Dom Colomban Regnier n'eut pas plus tôt rendu les derniers devoirs à son religieux, qu'il partit pour Vendôme, où le chapitre général avait été indiqué l'année précédente. Il y fut élu définiteur et continué prieur de Jumièges et maître des novices, honneurs qui lui furent encore déférés au chapitre général de l'année suivante 1628. Il ne les cherchait pas, il s'en croyait même indigne ; mais plus on lui voyait d'éloignement pour la gloire, plus on s'empressait de lui en procurer pour l'intérêt de la religion, à laquelle il rapportait toutes ses actions. Ce fut dans cette vue on plutôt dans cette persuasion que les définiteurs du chapitre, ses collègues, le chargèrent, sans même le consulter, d'introduire la réforme dans les abbayes de Bernay et de Saint-Evroult, qui leur avaient été offertes et que l'assemblée venait d'accepter. M. Hennequin, conseiller clerc au Parlement de Paris et l'un des plus grands amis de la congrégation, était alors abbé de Bernay (44). Il s'y rendit à la fin du chapitre pour y attendre Dom Regnier, et dès le 9 octobre de la même année, le concordat fut passé. Dix jours après, les réformés ayant à leur tête le prieur de Jumièges, entrèrent dans la ville et furent reçus par les deux curés et leur clergé, les Pères cordeliers, les magistrats et les principaux de la ville, qui étaient venus au devant d'eux jusqu'à la première porte avec des cierges à la main et chantant des cantiques (45). Ils furent conduits ainsi jusque dans l'église de l'abbaye, où Dom Colomban Regnier prêcha avec applaudissement et chanta solennellement les vêpres, après lesquelles il prit possession des lieux réguliers que M. l'abbé avait fait réparer. L'introduction de la congrégation dans l'abbaye de Saint-Evroult fut différée de près de deux mois, quoique le concordat avec M. l'abbé Aligre, fils du chancelier de France, eût été signé dès la fin de septembre. Elle se fit le 15 décembre avec les mêmes cérémonies que la précédente par Dom Colomban Regnier, accompagné d'une petite colonie de ses religieux, dont il se sépara deux jours après pour retourner à Jumièges, où il mit l'année suivante pour 100 pistoles de livres, afin d'y entretenir par la lecture l'esprit de recueillement et l'amour de toutes les vertus chrétiennes et religieuses qu'il y voyait pratiquer depuis plusieurs années dans un degré éminent (46).
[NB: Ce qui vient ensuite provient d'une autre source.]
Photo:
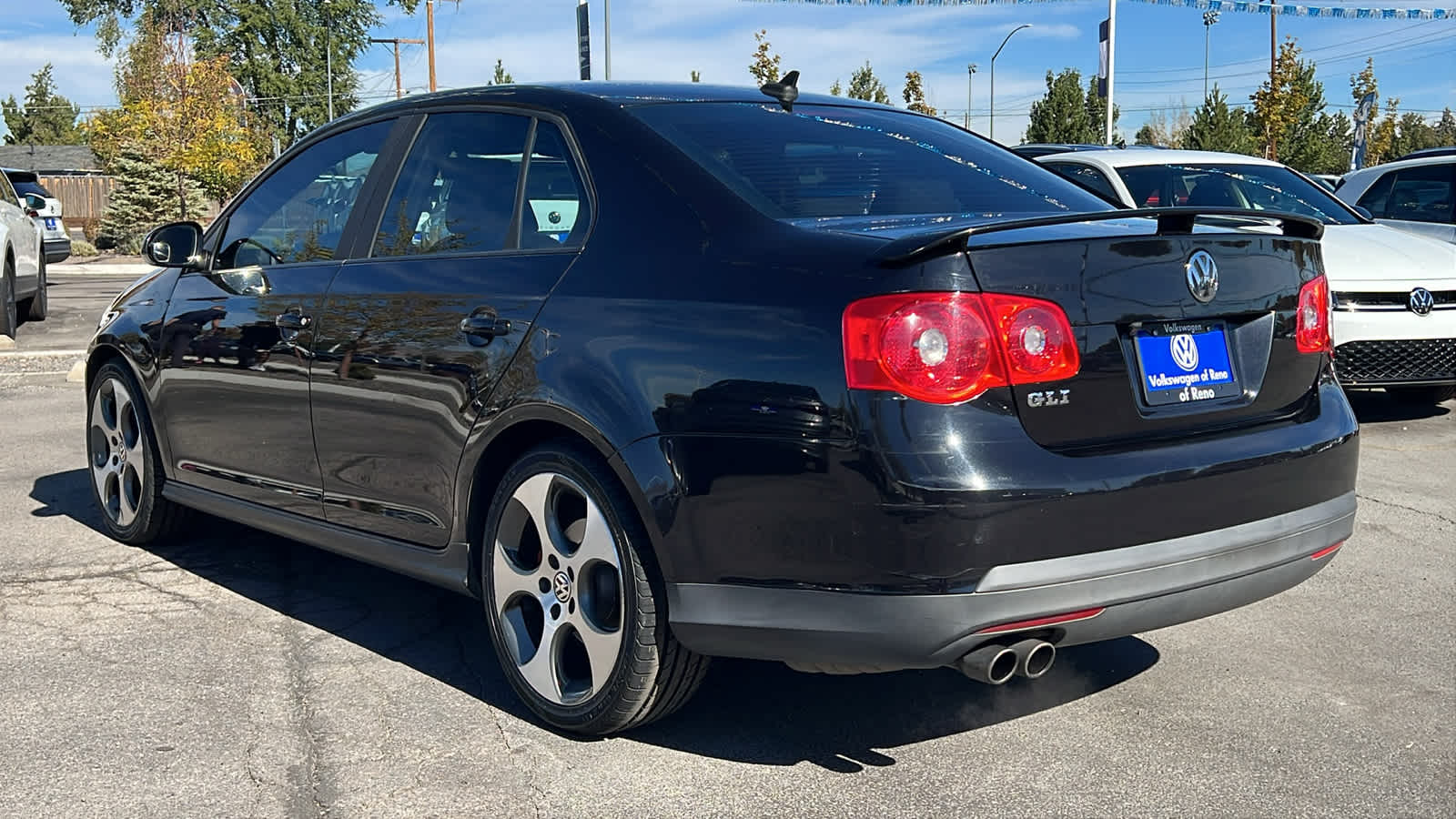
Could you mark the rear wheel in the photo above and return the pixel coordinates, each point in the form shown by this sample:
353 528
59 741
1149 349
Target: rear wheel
124 460
9 315
579 622
36 307
1423 394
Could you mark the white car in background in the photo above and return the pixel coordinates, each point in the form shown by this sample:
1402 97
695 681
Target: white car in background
1416 193
1394 293
22 263
47 213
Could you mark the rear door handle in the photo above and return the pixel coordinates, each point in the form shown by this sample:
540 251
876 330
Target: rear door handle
485 327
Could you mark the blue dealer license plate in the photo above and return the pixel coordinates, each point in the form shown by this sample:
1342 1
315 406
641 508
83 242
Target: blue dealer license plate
1184 361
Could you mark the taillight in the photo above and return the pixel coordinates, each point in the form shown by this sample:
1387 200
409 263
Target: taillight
951 347
1312 318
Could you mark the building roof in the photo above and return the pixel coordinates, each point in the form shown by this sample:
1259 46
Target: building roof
50 159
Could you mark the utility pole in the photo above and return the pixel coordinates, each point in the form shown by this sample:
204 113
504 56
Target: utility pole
1273 87
970 80
1111 55
430 38
1208 18
399 86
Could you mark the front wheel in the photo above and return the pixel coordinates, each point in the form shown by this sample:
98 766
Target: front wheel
579 622
1423 395
124 460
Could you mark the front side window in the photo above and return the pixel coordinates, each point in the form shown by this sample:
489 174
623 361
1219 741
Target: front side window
1412 194
824 160
1249 187
456 193
298 213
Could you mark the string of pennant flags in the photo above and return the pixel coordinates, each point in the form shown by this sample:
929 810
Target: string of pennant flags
1281 9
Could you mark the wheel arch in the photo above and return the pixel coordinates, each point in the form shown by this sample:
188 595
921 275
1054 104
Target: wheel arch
511 435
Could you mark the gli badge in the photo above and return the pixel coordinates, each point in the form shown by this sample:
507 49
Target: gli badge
1048 398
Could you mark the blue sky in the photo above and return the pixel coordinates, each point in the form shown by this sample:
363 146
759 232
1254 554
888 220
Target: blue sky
1159 50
Vers ce temps-là, le curé de Saint-Vaast-Dieppedalle osa contester à l'abbé Baltasar Poitevin les droits de grosses dîmes dans sa paroisse. Il l'attaqua d'abord sur les rabettes ou sarrasins, prétendant qu'elles devaient être déclarées menues et vertes dîmes ; mais se voyant prêt à déchoir de ses prétentions, après un an de poursuite, et sur le point d'être condamné aux frais et dépens, il prit la voie de conciliation et fit proposer un accommodement au sieur abbé, qui voulut bien y consentir, à condition néanmoins qu'ils prendraient des arbitres pour aviser aux moyens de terminer irrévocablement leur contestation. Ils choisirent le conseil de M. le comte de Soissons qui, aux termes de la transaction passée entre eux le l3 août 1630, avait, au droit du roi, la protection de l'abbaye de Jumièges. Le curé fut débouté de ses demandes sur l'avis du conseil, et les rabettes furent déclarées gros dîmes appartenant au seul gros décimateur.

À quelque temps de là, le comte de Soissons se souvint, en effet, d'avait pris l'abbaye de Jumièges sous sa protection. Une lettre de Dom Guillaume Girard que le chapitre y avait nommé prieur, lui en rappela la mémoire. Cette lettre est datée du mois de décembre 1631. Dom Girard l'écrivit à l'occasion des plaintes de quelques fermiers de l'abbaye contre les troupes du roi qui, étant en quartier d'hiver dans la province, y commettaient partout les plus grands désordres, pillant le plus souvent les meubles et les provisions de ceux qui leur donnaient le gîte, sans que les officiers parussent y faire attention. Le comte de Soissons, qui aimait véritablement les religieux, et qui d'ailleurs avait intérêt d'empêcher ces vexations sur les sujets de son abbaye, envoya une sauvegarde au prieur, portant exemption de logement de gens de guerre dans les paroisses de Jumièges, du Mesnil et d'Yainville, avec défense aux officiers et soldats d'en exiger aucune sorte de secours (47).


JEAN-BAPTISTE DE CROISILLES, SOIXANTE-QUINZIÈME ABBÉ (vers 1635).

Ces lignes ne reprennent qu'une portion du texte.